In a replay of our gardening days we went around the corner to J's house on Monday and he dug up two good sized ones and a further two that J had chopped away at.  This happens when we are minded to dispose of a plant we don't like but J refrained from the final blow and these latter are destined to be hidden the wildlife glade in the park.

The weather on Monday also reminded us of the occasions when we had a fine period to accomplish a task.  The wind blew continuously, soughing in the trees, but the rain did not come until my husband had tidied up, cleaned the paving stones, patched in bits of turf and helped J to load the bushes wrapped in a plastic sheet into the back of her car.  J offered to pay us but we declined.

Then it was home and into the two blue pots he had prepared earlier.  The aim is gradually to replace the wind-scorched yellow privet at the front with forsythia - both the full grown ones we acquired this week and the cuttings we took from the bushes  we planted behind the shed in the glade when we arrived.  Had we thought, back then in 2014, we could have re-used the rather straggly forsythia that was growing along the wall where we now have our blackcurrants grown from cuttings.  But then, as J remarked, we were not to know that.


Wednesday 8 March 2023

Muscari

Muscari are a rather nondescript kind of spring bulb that, according to my husband, proliferate.  He was occasionally asked to root them up.  Our muscari were planted in our front beds last year.  As is often the case, they were passed on to us.  It seems that someone gave our friend the gift of a box with a shiny silvery bowl, a small plastic bag of compost and several muscari bulbs.  I explained to her that it was the wrong time of year (some time after Christmas) to plant them and that they were unlikely to flower indoors.  But I took them off her hands.  

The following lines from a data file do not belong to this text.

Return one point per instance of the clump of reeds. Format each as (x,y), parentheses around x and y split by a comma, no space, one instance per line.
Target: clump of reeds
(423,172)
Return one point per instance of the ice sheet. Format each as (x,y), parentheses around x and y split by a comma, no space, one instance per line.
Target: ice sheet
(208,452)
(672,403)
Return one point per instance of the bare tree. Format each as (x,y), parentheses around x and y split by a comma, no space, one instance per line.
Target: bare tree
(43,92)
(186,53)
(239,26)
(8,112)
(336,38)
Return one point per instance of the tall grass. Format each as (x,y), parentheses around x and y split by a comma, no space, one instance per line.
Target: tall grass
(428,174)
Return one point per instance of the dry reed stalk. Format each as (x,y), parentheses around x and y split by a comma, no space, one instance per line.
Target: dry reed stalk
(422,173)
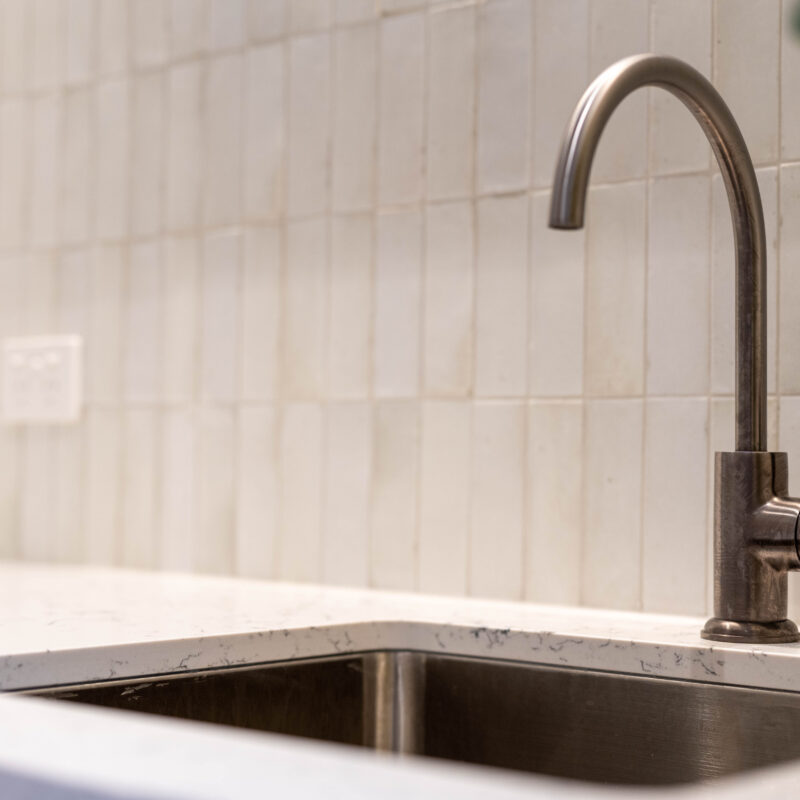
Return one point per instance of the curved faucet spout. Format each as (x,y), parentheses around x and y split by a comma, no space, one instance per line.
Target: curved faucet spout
(709,109)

I popped them in, out of season, last year and they produced leaves in late spring/early summer.  This year I am gratified to see that they are flowering at the right time.  Somehow the botanical clock inside these bulbs, connected to daylight hours and warmth, has reset itself and prompted them to produce cones of little blue flowers.  

Meanwhile, my husband is out in the front shrubbery preparing for some Forsythia we have been promised.  Again, not the most suitable time of year to dig these shrubs out from a friend's around the corner and translocate them.  But this is what we do.